4.6. Factors Related to Neuropathy
In our study, there was a statistically significant association between Type 2 Diabetes mellitus and the presence of peripheral diabetic neuropathy (p = 0.014). Type 2 diabetes is usually associated with the presence of neuropathy, consistent with literature data [1] [34] . Painful neuropathy was related to the quality of glycemic control (p = 0.007) and the presence of arterial hypertension (p = 0.021).

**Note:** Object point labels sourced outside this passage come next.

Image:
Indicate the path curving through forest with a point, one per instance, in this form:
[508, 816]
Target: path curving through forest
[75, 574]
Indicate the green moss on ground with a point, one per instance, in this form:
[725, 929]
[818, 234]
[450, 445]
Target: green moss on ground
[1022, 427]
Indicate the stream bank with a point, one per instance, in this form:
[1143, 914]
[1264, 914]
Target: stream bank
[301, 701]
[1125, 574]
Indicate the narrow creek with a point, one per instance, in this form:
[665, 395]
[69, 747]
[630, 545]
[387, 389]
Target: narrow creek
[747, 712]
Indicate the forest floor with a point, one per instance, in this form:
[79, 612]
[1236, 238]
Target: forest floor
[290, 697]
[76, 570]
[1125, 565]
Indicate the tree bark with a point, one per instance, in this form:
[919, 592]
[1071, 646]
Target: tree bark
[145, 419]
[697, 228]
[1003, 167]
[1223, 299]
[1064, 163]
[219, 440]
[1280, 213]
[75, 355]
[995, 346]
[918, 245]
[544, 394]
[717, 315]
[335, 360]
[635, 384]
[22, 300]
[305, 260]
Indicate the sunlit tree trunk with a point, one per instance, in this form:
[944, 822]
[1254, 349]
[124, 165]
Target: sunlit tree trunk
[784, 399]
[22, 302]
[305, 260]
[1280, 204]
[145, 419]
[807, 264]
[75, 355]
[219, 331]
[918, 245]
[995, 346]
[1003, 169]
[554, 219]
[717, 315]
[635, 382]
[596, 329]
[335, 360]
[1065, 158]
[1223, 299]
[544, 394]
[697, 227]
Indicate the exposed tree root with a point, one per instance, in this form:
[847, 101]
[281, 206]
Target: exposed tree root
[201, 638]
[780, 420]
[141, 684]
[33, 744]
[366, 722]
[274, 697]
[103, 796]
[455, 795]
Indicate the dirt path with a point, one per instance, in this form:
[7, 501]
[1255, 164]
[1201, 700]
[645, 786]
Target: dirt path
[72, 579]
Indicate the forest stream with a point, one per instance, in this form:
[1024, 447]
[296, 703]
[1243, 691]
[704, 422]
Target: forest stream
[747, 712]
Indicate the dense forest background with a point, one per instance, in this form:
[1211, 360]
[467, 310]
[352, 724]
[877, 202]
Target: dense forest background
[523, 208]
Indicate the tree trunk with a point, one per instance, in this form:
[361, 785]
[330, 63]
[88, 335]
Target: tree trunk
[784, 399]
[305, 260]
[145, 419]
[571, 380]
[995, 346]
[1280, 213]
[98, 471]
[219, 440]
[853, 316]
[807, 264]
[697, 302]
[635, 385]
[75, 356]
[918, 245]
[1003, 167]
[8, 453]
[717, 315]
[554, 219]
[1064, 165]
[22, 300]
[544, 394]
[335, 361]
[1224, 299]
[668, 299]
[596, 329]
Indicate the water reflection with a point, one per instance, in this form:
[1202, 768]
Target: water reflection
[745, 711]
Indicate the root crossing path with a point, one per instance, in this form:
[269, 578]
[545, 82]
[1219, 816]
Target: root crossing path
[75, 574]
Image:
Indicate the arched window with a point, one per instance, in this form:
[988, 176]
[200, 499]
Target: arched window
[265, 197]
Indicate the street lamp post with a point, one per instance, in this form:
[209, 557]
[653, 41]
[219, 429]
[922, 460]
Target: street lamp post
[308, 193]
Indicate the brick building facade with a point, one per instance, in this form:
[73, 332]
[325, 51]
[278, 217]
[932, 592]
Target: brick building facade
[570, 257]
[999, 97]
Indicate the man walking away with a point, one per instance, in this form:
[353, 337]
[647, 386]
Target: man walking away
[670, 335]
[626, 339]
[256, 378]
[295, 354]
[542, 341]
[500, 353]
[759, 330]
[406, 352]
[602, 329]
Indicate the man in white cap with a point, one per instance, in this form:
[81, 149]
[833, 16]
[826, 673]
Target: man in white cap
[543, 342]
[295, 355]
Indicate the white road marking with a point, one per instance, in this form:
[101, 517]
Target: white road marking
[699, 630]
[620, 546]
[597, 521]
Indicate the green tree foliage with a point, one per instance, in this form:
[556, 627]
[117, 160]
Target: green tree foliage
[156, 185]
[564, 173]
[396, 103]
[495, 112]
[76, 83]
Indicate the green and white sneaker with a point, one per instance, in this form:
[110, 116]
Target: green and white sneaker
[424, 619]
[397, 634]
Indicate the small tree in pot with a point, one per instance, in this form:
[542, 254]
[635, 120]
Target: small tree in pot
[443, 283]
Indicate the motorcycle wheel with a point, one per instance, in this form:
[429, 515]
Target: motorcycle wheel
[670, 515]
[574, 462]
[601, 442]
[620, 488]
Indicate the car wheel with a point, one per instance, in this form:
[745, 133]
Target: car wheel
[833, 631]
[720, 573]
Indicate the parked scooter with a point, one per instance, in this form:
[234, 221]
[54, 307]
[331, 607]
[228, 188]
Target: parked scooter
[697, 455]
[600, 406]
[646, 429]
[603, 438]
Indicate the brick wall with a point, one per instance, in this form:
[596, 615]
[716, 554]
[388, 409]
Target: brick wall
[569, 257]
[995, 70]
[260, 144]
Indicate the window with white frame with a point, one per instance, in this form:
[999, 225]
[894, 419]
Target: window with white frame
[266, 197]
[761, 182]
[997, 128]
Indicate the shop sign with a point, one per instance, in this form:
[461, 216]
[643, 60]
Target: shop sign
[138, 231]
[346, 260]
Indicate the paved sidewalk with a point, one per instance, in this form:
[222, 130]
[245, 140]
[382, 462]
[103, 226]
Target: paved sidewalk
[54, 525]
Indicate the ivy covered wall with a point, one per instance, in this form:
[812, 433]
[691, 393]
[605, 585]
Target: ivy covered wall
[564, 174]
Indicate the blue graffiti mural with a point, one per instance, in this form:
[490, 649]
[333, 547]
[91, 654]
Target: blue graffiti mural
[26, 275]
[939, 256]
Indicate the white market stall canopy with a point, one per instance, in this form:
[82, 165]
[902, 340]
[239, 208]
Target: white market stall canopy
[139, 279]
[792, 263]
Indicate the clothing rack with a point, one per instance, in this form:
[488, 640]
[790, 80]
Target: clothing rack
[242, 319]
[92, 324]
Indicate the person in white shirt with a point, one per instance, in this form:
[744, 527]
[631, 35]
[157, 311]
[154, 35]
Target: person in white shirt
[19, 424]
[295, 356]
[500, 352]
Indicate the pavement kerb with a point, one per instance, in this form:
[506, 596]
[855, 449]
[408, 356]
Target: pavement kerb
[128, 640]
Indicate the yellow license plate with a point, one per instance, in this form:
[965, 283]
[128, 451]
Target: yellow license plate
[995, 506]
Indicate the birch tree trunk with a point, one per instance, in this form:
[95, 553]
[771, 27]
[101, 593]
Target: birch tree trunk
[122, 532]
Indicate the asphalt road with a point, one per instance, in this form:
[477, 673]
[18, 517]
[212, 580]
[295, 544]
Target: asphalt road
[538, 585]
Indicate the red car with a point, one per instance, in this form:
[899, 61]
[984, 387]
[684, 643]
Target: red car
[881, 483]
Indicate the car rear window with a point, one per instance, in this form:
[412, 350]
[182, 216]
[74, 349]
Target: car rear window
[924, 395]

The association between the quality of glycemic control and the presence of neuropathic pain is very controversial in the literature [1] [34] . On the other hand, Hartemann showed that the improvement of the glycemic balance or intensive insulin therapy did not reduce the occurrence of painful neuropathy [1] . Smokers and men gender had significantly more urogenital neuropathies than non-smokers and women (p < 0.001). Results confirm the data of the literature on the subject [42] . There was a significant relationship (p = 0.003) between sweat manifestations and plantar perforating diseases. This can be explained by the link between cutaneous dryness and vasomotor disorders and the development of foot lesions in diabetics.
5. Conclusions
Diabetic neuropathy is a very common problem among our studied group. Poor glycemic control plays a central role in the development of DAN. Neuropathies are very common in type 2 diabetics and are dominated by predominantly sensory polyneuropathy. Autonomic neuropathy was very present in all its forms. Thus, it’s important to develop the laboratory investigations capacities for earlier detection of neuropathies in our context.
Conflicts of Interest
The authors declare no conflicts of interest regarding the publication of this paper.